E, de repente, de onde menos se espera… até vem algo. A Toyota, como a maioria das japonesas, estava se movendo devagar na transição para os elétricos. Mas pode ser ela a redefinir o cenário mundialmente ao atingir o Santo Graal das baterias antes das outras. A empresa afirma estar desenvolvendo baterias de estado sólido projetadas para durar 40 anos.
A afirmação foi feita durante o Japan Mobility Show. “Para a bateria de lítio existente que fabricamos agora, com uso típico, nossa meta é talvez 10 anos [com] 90% de capacidade”, explicou Keiji Kaita, presidente do Centro de Desenvolvimento de Engenharia Avançada Neutra em Carbono da Toyota à publicação australiana Car Expert. “Esta [bateria] seria para, talvez, 40 anos – 90% de capacidade — esse é o potencial que estamos mirando.”
40 anos é simplesmente mais que a vida útil esperada de qualquer carro. A idade média de carros de passeio no Brasil é de cerca de 11 anos. Apenas 220 mil carros (menos de 2% da frota) tinha mais de 25 anos em 2024.
Assim, se a Toyota atinge seu objetivo, a degradação da bateria simplesmente deixaria de ser um fator. Até mesmo seria possível reciclar baterias de carros antigos em carros novos.
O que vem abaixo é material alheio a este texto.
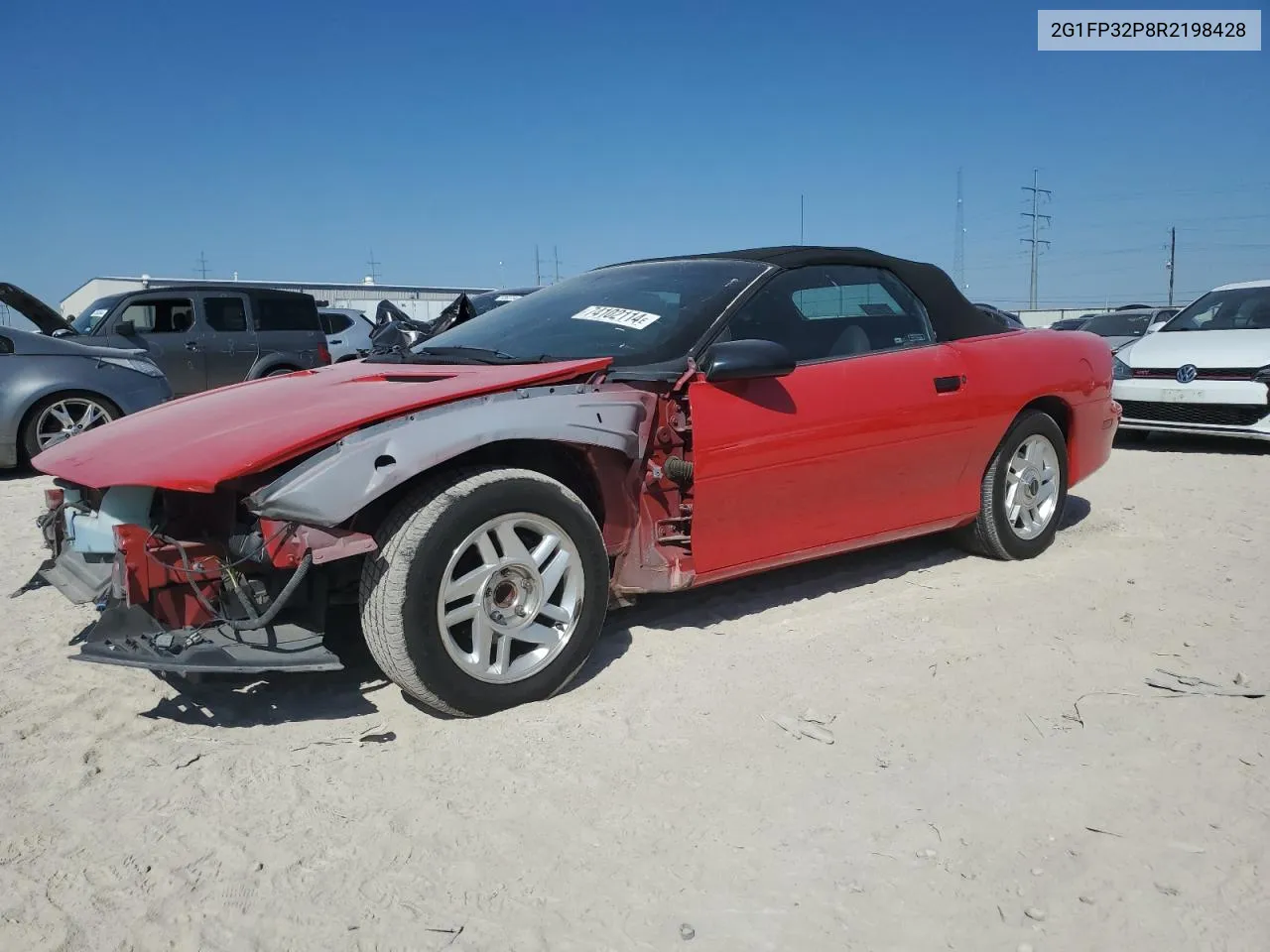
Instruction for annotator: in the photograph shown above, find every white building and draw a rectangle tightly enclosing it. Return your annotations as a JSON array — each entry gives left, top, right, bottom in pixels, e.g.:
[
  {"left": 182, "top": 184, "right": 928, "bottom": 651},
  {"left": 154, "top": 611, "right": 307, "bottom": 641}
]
[{"left": 60, "top": 274, "right": 493, "bottom": 320}]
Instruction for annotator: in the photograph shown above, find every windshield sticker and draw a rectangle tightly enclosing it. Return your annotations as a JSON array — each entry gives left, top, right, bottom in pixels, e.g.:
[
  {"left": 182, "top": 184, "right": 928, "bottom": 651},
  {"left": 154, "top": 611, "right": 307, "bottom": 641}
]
[{"left": 572, "top": 304, "right": 662, "bottom": 330}]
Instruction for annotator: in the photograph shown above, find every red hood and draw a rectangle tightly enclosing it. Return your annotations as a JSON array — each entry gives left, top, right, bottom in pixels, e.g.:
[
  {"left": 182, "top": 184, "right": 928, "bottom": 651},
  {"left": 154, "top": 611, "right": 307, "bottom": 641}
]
[{"left": 32, "top": 357, "right": 608, "bottom": 493}]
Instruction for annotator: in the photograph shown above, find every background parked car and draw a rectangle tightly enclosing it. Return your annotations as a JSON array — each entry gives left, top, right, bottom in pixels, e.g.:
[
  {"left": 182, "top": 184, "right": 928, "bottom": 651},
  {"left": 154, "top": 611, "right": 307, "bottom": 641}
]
[
  {"left": 470, "top": 286, "right": 541, "bottom": 314},
  {"left": 318, "top": 307, "right": 375, "bottom": 363},
  {"left": 975, "top": 303, "right": 1028, "bottom": 330},
  {"left": 0, "top": 324, "right": 172, "bottom": 470},
  {"left": 1112, "top": 281, "right": 1270, "bottom": 441},
  {"left": 1049, "top": 313, "right": 1097, "bottom": 330},
  {"left": 68, "top": 283, "right": 330, "bottom": 396}
]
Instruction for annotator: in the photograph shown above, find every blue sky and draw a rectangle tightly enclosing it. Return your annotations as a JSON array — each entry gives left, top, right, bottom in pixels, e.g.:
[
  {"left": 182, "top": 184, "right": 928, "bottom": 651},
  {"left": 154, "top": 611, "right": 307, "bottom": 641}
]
[{"left": 0, "top": 0, "right": 1270, "bottom": 305}]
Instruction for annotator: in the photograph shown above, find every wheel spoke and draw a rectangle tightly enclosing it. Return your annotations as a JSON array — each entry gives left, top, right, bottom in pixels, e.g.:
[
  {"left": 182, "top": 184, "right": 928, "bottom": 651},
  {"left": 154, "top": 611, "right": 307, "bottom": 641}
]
[
  {"left": 493, "top": 635, "right": 512, "bottom": 674},
  {"left": 539, "top": 602, "right": 572, "bottom": 625},
  {"left": 471, "top": 612, "right": 495, "bottom": 670},
  {"left": 543, "top": 548, "right": 569, "bottom": 598},
  {"left": 444, "top": 563, "right": 494, "bottom": 604},
  {"left": 1036, "top": 480, "right": 1058, "bottom": 508},
  {"left": 49, "top": 404, "right": 75, "bottom": 430},
  {"left": 494, "top": 520, "right": 532, "bottom": 565},
  {"left": 476, "top": 532, "right": 499, "bottom": 565},
  {"left": 445, "top": 598, "right": 477, "bottom": 627},
  {"left": 516, "top": 622, "right": 560, "bottom": 648}
]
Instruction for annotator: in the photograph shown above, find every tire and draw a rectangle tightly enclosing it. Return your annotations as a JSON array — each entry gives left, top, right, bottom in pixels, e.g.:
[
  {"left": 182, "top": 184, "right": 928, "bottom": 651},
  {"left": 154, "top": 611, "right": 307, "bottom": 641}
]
[
  {"left": 361, "top": 468, "right": 608, "bottom": 717},
  {"left": 961, "top": 410, "right": 1068, "bottom": 559},
  {"left": 22, "top": 390, "right": 123, "bottom": 462}
]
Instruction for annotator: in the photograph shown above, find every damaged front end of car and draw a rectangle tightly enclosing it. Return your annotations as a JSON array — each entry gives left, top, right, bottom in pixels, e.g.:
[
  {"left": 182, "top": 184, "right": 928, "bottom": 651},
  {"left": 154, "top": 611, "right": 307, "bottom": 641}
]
[{"left": 38, "top": 480, "right": 376, "bottom": 674}]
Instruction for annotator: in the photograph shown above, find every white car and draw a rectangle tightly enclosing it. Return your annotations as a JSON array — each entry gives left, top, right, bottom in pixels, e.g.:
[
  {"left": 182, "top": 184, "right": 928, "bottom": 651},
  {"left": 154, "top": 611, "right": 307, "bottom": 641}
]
[{"left": 1111, "top": 281, "right": 1270, "bottom": 439}]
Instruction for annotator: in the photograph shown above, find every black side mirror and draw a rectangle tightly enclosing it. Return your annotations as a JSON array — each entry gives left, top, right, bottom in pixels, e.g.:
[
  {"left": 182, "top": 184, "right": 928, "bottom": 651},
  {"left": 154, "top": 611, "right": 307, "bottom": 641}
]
[{"left": 701, "top": 340, "right": 795, "bottom": 384}]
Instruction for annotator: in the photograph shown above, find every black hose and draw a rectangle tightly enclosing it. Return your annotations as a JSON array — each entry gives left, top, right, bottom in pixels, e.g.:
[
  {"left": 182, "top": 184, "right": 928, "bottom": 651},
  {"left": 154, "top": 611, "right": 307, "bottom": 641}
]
[{"left": 223, "top": 552, "right": 314, "bottom": 631}]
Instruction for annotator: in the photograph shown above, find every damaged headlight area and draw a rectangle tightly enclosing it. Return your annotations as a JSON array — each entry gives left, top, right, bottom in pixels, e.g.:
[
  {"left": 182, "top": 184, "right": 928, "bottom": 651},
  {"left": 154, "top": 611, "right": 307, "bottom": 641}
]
[{"left": 40, "top": 484, "right": 376, "bottom": 674}]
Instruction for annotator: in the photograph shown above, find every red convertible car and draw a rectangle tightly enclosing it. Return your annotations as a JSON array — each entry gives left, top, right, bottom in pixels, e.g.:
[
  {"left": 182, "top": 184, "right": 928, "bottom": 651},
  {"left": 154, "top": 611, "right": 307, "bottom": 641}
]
[{"left": 35, "top": 246, "right": 1120, "bottom": 715}]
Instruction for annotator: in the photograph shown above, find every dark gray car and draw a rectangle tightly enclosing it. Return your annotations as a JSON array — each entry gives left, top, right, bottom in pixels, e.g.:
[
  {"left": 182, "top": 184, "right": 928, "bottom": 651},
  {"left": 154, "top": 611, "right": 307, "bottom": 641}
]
[
  {"left": 0, "top": 320, "right": 172, "bottom": 468},
  {"left": 67, "top": 283, "right": 330, "bottom": 396}
]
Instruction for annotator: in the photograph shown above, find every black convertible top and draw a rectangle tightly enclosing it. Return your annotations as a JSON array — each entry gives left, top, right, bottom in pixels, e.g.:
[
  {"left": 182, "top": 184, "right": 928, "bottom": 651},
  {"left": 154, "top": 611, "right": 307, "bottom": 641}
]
[{"left": 607, "top": 245, "right": 1001, "bottom": 341}]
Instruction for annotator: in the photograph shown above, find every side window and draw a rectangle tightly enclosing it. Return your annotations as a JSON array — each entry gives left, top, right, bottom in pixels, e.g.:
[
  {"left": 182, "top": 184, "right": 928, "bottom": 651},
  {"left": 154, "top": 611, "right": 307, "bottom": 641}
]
[
  {"left": 203, "top": 298, "right": 246, "bottom": 334},
  {"left": 320, "top": 313, "right": 353, "bottom": 334},
  {"left": 727, "top": 264, "right": 935, "bottom": 363},
  {"left": 255, "top": 298, "right": 321, "bottom": 331},
  {"left": 119, "top": 298, "right": 194, "bottom": 334}
]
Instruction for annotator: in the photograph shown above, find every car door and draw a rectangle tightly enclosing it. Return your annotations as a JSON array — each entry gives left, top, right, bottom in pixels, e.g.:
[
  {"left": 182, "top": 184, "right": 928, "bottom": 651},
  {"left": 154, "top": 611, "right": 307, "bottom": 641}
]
[
  {"left": 200, "top": 292, "right": 258, "bottom": 387},
  {"left": 104, "top": 292, "right": 207, "bottom": 396},
  {"left": 689, "top": 266, "right": 971, "bottom": 576}
]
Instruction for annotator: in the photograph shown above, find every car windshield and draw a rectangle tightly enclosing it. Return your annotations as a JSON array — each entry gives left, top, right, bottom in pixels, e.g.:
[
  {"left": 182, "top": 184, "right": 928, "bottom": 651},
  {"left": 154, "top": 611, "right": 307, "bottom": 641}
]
[
  {"left": 71, "top": 295, "right": 122, "bottom": 334},
  {"left": 1158, "top": 287, "right": 1270, "bottom": 334},
  {"left": 1080, "top": 311, "right": 1151, "bottom": 337},
  {"left": 414, "top": 258, "right": 767, "bottom": 367}
]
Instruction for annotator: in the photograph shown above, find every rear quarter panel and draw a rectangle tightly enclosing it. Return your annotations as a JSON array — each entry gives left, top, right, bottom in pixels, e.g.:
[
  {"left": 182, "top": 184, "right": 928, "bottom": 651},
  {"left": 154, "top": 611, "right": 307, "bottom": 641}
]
[{"left": 952, "top": 330, "right": 1115, "bottom": 513}]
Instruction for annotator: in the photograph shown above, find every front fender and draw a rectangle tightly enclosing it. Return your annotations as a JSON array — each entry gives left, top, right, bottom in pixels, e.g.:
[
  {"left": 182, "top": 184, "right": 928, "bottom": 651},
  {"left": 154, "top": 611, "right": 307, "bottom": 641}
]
[{"left": 248, "top": 385, "right": 657, "bottom": 527}]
As baterias de estado sólido são há anos consideradas o “Santo Graal” da indústria. Elas oferecem maior densidade de energia (portanto mais autonomia para o mesmo volume), recargas muito mais rápidas, maior segurança (menor risco de incêndio) e maior durabilidade. Basicamente, são melhores em tudo, menos o preço… e o fato de que elas não são vendidas ainda. Torná-las viáveis é um dos maiores desafios industriais da atualidade. Como a fusão nuclear, parece uma daquelas tecnologias eternamente prometidas para um futuro próximo.
A Toyota admite que o caminho não será barato. Kaita reconheceu que “inicialmente, de fato, o preço é muito mais alto”, mas aposta que o custo será diluído pela vida útil superlonga.
A Toyota está firmando alianças estratégicas, como acordos com a fornecedora de eletrólitos Idemitsu Kosan, para viabilizar a produção.
Ainda há dúvidas sobre qual será o primeiro carro a receber a nova tecnologia, com rumores apontando tanto para um veículo híbrido quanto para um superesportivo elétrico da Lexus, sucessor do LFA. De qualquer forma, a Toyota mantém o cronograma para o início da implementação entre 2027 e 2028.